Sign in to view source links and access this dataset
Description
Approximately 8.5 million 512x512 pixel JPEG cutouts of galaxies centered on their source, sourced from the DESI Legacy Survey Data Release 8. The dataset, created by Smith42, includes a 98% training, 1% validation, and 1% test split and was last updated in September 2025. It also contains accompanying metadata with galaxy properties.
Use Cases
Train galaxy classification models based on the 8.5 million labeled image cutouts.
Validate astronomical image processing algorithms using the dedicated 1% validation set.
Test model generalization on unseen galaxy images using the held-out 1% test set.
Conduct multi-modal analysis by combining the galaxy images with the provided metadata on galaxy properties.
Strengths
Large scale with approximately 8.5 million individual galaxy images.
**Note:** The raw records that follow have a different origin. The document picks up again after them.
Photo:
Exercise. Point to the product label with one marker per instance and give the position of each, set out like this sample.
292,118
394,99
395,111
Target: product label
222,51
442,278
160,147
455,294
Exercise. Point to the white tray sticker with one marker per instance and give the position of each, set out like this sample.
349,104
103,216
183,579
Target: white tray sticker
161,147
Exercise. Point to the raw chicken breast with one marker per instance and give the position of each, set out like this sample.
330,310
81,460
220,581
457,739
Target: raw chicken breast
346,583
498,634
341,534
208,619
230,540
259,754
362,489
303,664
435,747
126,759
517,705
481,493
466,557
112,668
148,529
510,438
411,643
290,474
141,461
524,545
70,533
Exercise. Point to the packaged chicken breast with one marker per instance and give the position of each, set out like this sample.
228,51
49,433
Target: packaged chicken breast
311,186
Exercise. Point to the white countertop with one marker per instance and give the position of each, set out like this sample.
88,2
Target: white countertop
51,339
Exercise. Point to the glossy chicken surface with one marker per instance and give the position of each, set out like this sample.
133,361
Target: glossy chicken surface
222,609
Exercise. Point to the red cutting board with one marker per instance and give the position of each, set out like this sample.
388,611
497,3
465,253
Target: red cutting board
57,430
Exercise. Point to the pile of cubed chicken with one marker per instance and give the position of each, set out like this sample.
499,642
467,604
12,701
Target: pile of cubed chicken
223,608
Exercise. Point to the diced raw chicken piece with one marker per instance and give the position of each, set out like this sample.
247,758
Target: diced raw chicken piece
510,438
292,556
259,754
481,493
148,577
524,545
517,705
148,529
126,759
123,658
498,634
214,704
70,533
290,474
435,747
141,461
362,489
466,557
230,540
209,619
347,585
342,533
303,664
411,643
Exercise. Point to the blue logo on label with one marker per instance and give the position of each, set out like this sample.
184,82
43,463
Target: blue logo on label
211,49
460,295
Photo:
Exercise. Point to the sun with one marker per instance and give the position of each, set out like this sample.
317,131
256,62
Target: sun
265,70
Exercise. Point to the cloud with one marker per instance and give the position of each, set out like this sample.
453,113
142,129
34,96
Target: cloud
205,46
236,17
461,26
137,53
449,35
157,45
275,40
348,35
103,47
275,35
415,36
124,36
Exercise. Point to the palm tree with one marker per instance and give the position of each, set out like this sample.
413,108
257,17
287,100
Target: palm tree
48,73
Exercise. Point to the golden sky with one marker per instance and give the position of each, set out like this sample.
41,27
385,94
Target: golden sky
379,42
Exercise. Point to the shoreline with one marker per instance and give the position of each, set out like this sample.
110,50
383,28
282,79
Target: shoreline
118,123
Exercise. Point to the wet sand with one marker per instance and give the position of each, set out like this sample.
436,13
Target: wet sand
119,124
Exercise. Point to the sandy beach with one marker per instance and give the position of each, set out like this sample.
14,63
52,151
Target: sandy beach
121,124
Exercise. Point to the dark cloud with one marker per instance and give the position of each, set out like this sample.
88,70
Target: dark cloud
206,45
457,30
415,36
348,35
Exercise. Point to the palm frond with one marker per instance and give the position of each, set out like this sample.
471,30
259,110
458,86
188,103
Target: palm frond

Structured split with 98% for training, 1% for validation, and 1% for testing.
Includes accompanying metadata with galaxy properties for multi-modal analysis.
Limitations
Column-level documentation is absent; field semantics must be inferred after download.
Row count is unknown, which may limit suitability assessment.
Data may reflect observational bias inherent to the DESI Legacy Survey's instrumentation and footprint.
Provenance
Source
DESI Legacy Survey Data Release 8
Collection Method
Galaxy cutouts centered on source, likely from astronomical survey imaging.
Freshness
Last updated 2025-09-19 02:13:58; freshness should be verified.
License is unknown; terms of use must be verified before application.